I think I'm going to stick with litotes + tapinosis. But the effect of adding the "half" may be to subvert or augment. "That's not half bad" could be said approvingly or disapprovingly, I think.
 
For some, the tapinosis is half full. For others, the meiosis is half empty.
 
Yawn.
 
L'après-midi d'un yawn?
 
Hmm, my new keyboard has a gamma where the R should be. But it still types an R.
 
1:01 PM
Gramma?
 
Granma.
 
I see. You've arrived at that part of your life where you buy granma keyboards. Mine is by Porsche.
 
Porky&Bess is such a classic.
 
@RegDwighт That must be very loud.
Commute.
 
Ah, I found another galore adjective: proper.

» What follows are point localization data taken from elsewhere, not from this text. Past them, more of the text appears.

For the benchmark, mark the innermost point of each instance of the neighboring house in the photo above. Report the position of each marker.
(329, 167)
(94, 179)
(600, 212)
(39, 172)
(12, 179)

I spent 1:40 and 1:25 on the f'ing commute yester. I’ll be damned if I’m driving in to work again today.
 
user19161
1:40 PM
@RegDwighт My keyboard is free. I win.
 
Keyboards who can give up essential liberty to obtain a little temporary safety, deserve neither liberty nor safety.
 
Freeballing isn't free.
 
Cos I'm Freeeee
Free ballin
 
user19161
What are you talking about?
 
@JasperLoy Earworm.
 
user19161
1:53 PM
@RegDwighт That is why a man must be true to himself.
 
free falling can kill
 
No it can’t.
It’s the stopping that kills.
 
Stopping free falling can kill
 
user19161
Free falling can kill too if you fall from too high a place.
 
No, Jasper.
 
user19161
1:54 PM
If one drops from a million storey building, for example.
 
What, of hunger?
 
user19161
Hmm, actually, I am not sure.
 
yeah, if I were naked at 75km up I would probably suffocate
 
@tchrist people will also say they are afraid to fly. When in reality they are afraid to crash.
People will also say that AIDS is lethal. When in reality not a single person has ever died of AIDS.
 
@MattЭллен If you were naked at 14 kilofeet, you would probably freeze to death.
 
user19161
1:55 PM
@RegDwighт Really?
 
@RegDwighт Small solace, that.
 
and noöne is warned about the deadliness of air, when most people who have breathed it have died
 
@JasperLoy this has been discussed in this room before, and I think you were around.
AIDS weakens your immune system to the point that you can die of a sneeze, but you still die of the sneeze, you do not die of AIDS. If you do not sneeze, you do not die.
 
user19161
@RegDwighт Ah, QED.
 
user19161
@MattЭллен Smoking is bad for health: do not smoke.
 
1:57 PM
living is bad for your health...
 
@JasperLoy if you don't smoke, you will die.
That, again, has been mentioned in this room countless times, verbatim.
 
user19161
@RegDwighт This has been discussed in this room before.
 
Let's worry about real risks, such as dhmo.org
 
@MattЭллен that is actually true. It's a great karmic joke, probably the greatest of all time, that you can't live without oxygen, but ultimately it's the oxygen that kills you.
 
Actually, you don’t need a fourteener to freeze to death today: the tide is on the turn.